We need to momentarily step out of this popularity trap and move into the objectivity territory. What are foundations of this popularity? The major downfall of Tsvangirai’s present popularity is that it is not based on what he has done or is doing but is simply a by-product of people’s frustration and disillusionment over ZANU PF’s failed policies. There is reason to believe voters’ conscientious ignorance has a role to play in Tsvangirai’s popularity. It is that ignorance that has continued to impair the political security of Zimbabwe for years. The popularity of both Mugabe and Tsvangirai is based on mainly subjectivity than objectivity.
Tsvangirai’s popularity has undoubtedly opened fortune doors for him, his family and associates but it has not changed the fortunes of millions of Zimbabweans. The MDC’s role within the Zimbabwean political dispensation was meant to have been the creation and/ or support of institutions that limit extremes of power and poverty in society. Suffice to say the MDC under Morgan Tsvangirai has dismally failed on that score; also, Tsvangirai as the leader has not only failed to create and protect democratic principles but has also wilfully broken many during his tenure.
The party is now suffixed with the ‘-T’ directly taken from Tsvangirai’s name. The misuse of the majority is quite apparent, the rights of minority voices are not secure under the Tsvangirai led MDC. Under his watch the party has effectively committed itself to the principle of silencing voices of dissent and is rapidly going down the path of increasingly repressive measures ably supported by terror and the manipulative media.

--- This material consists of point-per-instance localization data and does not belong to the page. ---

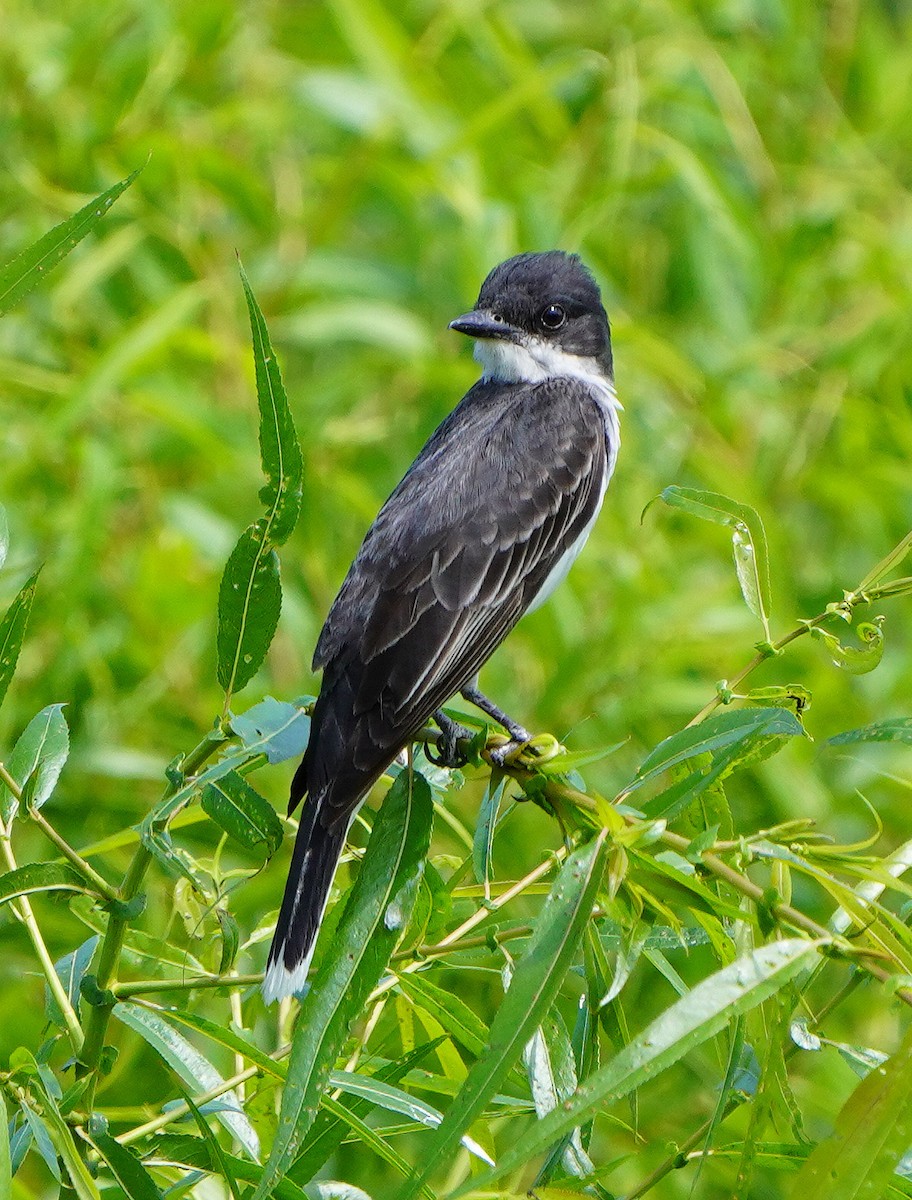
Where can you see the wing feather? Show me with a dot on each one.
(455, 557)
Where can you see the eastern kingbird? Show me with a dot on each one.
(484, 526)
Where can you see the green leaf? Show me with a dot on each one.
(873, 1131)
(275, 727)
(129, 1173)
(70, 971)
(52, 1126)
(732, 739)
(550, 1065)
(535, 982)
(384, 1096)
(373, 918)
(37, 760)
(186, 1150)
(250, 597)
(28, 269)
(250, 600)
(243, 813)
(190, 1066)
(879, 573)
(41, 877)
(484, 838)
(855, 659)
(12, 630)
(255, 744)
(687, 1024)
(279, 447)
(448, 1009)
(329, 1129)
(749, 541)
(898, 729)
(6, 1167)
(714, 733)
(225, 1036)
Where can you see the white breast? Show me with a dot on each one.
(534, 360)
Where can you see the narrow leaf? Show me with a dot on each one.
(187, 1150)
(17, 279)
(279, 447)
(749, 541)
(52, 1126)
(190, 1066)
(879, 573)
(250, 597)
(688, 1023)
(538, 976)
(274, 727)
(37, 760)
(484, 839)
(449, 1009)
(6, 1165)
(715, 733)
(250, 600)
(328, 1131)
(372, 922)
(70, 971)
(41, 877)
(873, 1131)
(899, 729)
(12, 630)
(129, 1173)
(243, 813)
(855, 659)
(385, 1096)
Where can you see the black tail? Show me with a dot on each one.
(316, 856)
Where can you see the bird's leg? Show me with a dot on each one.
(519, 735)
(448, 743)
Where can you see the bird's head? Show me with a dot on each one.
(539, 316)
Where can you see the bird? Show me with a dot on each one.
(483, 527)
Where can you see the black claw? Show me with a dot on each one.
(448, 744)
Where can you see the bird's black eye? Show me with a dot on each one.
(552, 317)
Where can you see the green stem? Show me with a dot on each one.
(25, 913)
(73, 857)
(757, 660)
(148, 987)
(113, 940)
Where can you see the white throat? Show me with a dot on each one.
(534, 360)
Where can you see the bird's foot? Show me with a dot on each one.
(520, 743)
(448, 744)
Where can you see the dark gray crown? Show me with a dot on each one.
(521, 291)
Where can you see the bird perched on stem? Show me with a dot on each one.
(484, 526)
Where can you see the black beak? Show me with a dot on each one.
(484, 324)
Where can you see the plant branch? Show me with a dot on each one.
(22, 907)
(113, 940)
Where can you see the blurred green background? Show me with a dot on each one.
(736, 173)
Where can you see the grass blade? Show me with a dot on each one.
(749, 541)
(243, 813)
(29, 268)
(534, 985)
(190, 1066)
(129, 1173)
(37, 760)
(41, 877)
(12, 631)
(689, 1021)
(375, 916)
(871, 1134)
(250, 597)
(6, 1167)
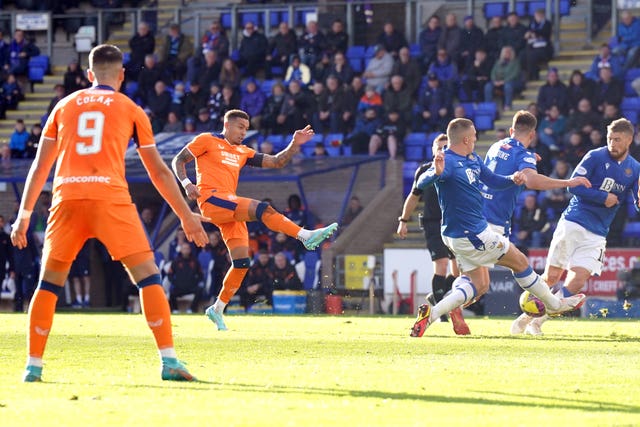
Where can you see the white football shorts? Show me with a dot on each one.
(573, 245)
(482, 250)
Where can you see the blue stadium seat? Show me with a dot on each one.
(492, 9)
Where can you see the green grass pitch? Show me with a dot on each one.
(103, 370)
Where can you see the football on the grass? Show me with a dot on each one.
(531, 305)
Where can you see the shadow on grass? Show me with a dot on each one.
(532, 401)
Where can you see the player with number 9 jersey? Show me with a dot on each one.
(92, 134)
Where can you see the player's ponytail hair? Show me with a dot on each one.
(235, 114)
(621, 126)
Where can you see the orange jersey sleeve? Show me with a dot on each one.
(92, 129)
(218, 163)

The MDC-T is no longer a party of the people but one hijacked by politicians; its interests are now far removed from those of the ordinary men and women.
At a time when Zimbabwean politics is at cross-roads, we desperately need politicians who will be willing to look beyond posts and personal pride but be willing to challenge the status quo. We exist in a country of extreme polarisation between the poor and the wealthy, the reality and falsehoods; we now require a political institution that will acknowledge the realities on the ground and be willing to take people, not politicians, along as it frames a better future for all. More significantly, we need an increase in genuinely non-political party aligned media so as to develop and promote the political growth among the electorate. The partisan nature of Zimbabwean media is impairing democracy.
The current media is rather too interested to be trusted to provide the essential political space that the country requires for constructive debate. The politics of numbers must not be an excuse for silencing significant voices that unfortunately happen to be a minority; that is not democracy. If democracy is to work in Zimbabwe, we need to commit more resources to the education of the electorate and the protection of minority voices.